By Bruce Levine–
CHICAGO (CBS) — No one involved with the Cubs organization is concerned with their lukewarm start to the 2017 season.
The fabric of excellence is still apparent from the 2016 World Series championship club. In fact, 21 of the 25 players who were on the team when the Cubs won it all last season are still present at Wrigley Field.
Spotty offensive production and less-than-clean defensive games have contributed to the mediocre start. The Cubs had dropped four straight going into Tuesday night’s contest. Then, starter Brett Anderson didn’t help the cause with a poor outing, surrendering six runs in 3 2/3 innings.
Luckily, the offense was up to the challenge after Anderson’s shortened 60-pitch effort. The Cubs bats showed up in a 9-7 victory over the Brewers at Wrigley Field that lifted Chicago to 7-7 on the season.
“The quality pitches I made today got hit,” Anderson said, relating back to his five shutout innings against the Dodgers last Thursday.

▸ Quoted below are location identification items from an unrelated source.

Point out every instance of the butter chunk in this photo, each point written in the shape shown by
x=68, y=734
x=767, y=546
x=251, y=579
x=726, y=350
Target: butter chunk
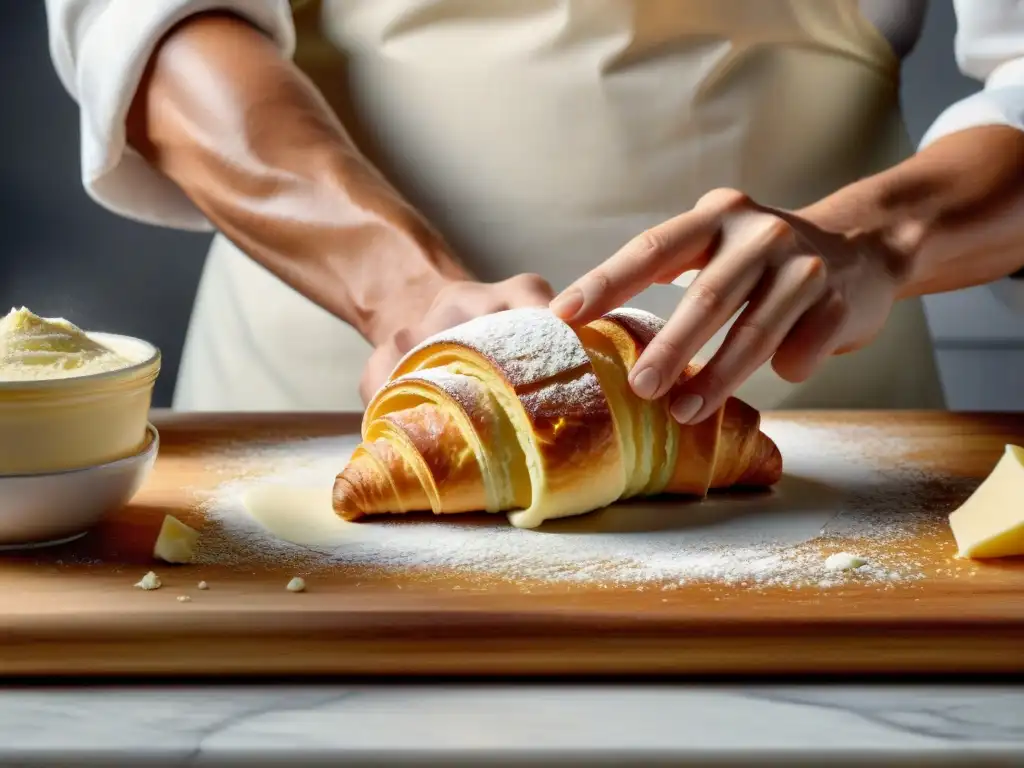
x=990, y=523
x=176, y=542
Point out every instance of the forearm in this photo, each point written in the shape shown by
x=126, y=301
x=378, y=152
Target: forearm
x=950, y=217
x=255, y=146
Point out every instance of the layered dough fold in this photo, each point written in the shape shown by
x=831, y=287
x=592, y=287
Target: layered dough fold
x=518, y=413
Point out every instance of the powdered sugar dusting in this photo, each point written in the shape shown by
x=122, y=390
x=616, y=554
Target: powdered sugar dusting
x=843, y=483
x=528, y=345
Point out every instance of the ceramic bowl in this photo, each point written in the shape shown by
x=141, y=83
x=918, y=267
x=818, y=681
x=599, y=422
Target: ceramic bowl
x=53, y=425
x=46, y=509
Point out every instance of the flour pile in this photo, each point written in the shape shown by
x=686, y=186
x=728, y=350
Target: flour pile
x=843, y=482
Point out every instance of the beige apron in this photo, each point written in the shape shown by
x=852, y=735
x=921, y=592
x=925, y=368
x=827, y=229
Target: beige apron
x=540, y=135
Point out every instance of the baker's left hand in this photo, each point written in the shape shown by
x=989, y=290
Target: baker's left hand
x=809, y=294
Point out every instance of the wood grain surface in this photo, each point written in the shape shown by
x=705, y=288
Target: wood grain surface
x=73, y=609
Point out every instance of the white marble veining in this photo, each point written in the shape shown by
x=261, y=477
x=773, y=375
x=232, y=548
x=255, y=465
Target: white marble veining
x=216, y=725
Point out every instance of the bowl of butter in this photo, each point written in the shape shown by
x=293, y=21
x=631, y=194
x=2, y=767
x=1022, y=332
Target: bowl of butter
x=70, y=398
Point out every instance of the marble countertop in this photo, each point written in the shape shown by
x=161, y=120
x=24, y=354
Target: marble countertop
x=462, y=724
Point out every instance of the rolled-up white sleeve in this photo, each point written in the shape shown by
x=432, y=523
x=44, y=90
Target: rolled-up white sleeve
x=100, y=49
x=990, y=48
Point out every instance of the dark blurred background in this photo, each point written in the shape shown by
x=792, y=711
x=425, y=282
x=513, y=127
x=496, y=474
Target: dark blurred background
x=60, y=254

“Last outing, my pitches weren’t as sharp, but they either missed them or got mishit. Overall, my stuff was better today, based on hits and walks. When I did make a decent pitch in the zone, they were hammered.”
Cubs general manager Jed Hoyer looks for some steady progress going forward. His team started last season 25-6, the beginning to a 103-win season. He knows such hot starts are the exception, not the norm.
“April is difficult,” Hoyer said pregame Tuesday. “We are drawing big conclusions on tiny sample sizes. If you are 8-5 after 13 games, you feel good. If you are 5-8, you feel bad. That’s just the nature of it.
“That said, I don’t think we have played the kind of baseball we played last year. That’s for sure. We have been sloppier at times than we were last year. We didn’t do that last year. We were very clean, and we took care of the ball. We didn’t give other teams outs. The offensive part, I have zero concerns about.”
Hoyer proved to be a prophet with his pregame analysis. The Cubs bailed out Anderson and scored nine runs on Jimmy Nelson and the Milwaukee bullpen after spotting the Brewers a 5-0 lead through two-and-a-half innings.
Cubs manager Joe Maddon had a pulse for the game as he watched Nelson pitch early in the contest.
“I felt good the whole time,” Maddon said. “I didn’t think Nelson was as sharp as we had seen him before. It was not unlike the other day when Pittsburgh took one away from us. Looking at the starter, he is really very good, but we were on him. I thought we were going to score some runs. It was a matter of when to get Anderson out and (Brian) Duensing in the game. I had to figure out the rest of the game all in the fifth inning.”
As Hoyer alluded. the offense should be the least of this team’s worries.
Both Kyle Schwarber and Miguel Montero went deep. For Montero, two straight games behind the plate and extra at-bats seemed to pay some dividends. He had three hits in the victory, including the home run.
“He looks great,” Maddon said. “He looks really good. He is a high-end catcher. His throwing has gotten better. His at-bats have been wonderful. He is very confident at the plate.”
With their four-game skid in the rearview mirror, the Cubs look to take the series with the Brewers on Wednesday afternoon at Wrigley Field. Kyle Hendricks opposes Tommy Milone in the series rubber match.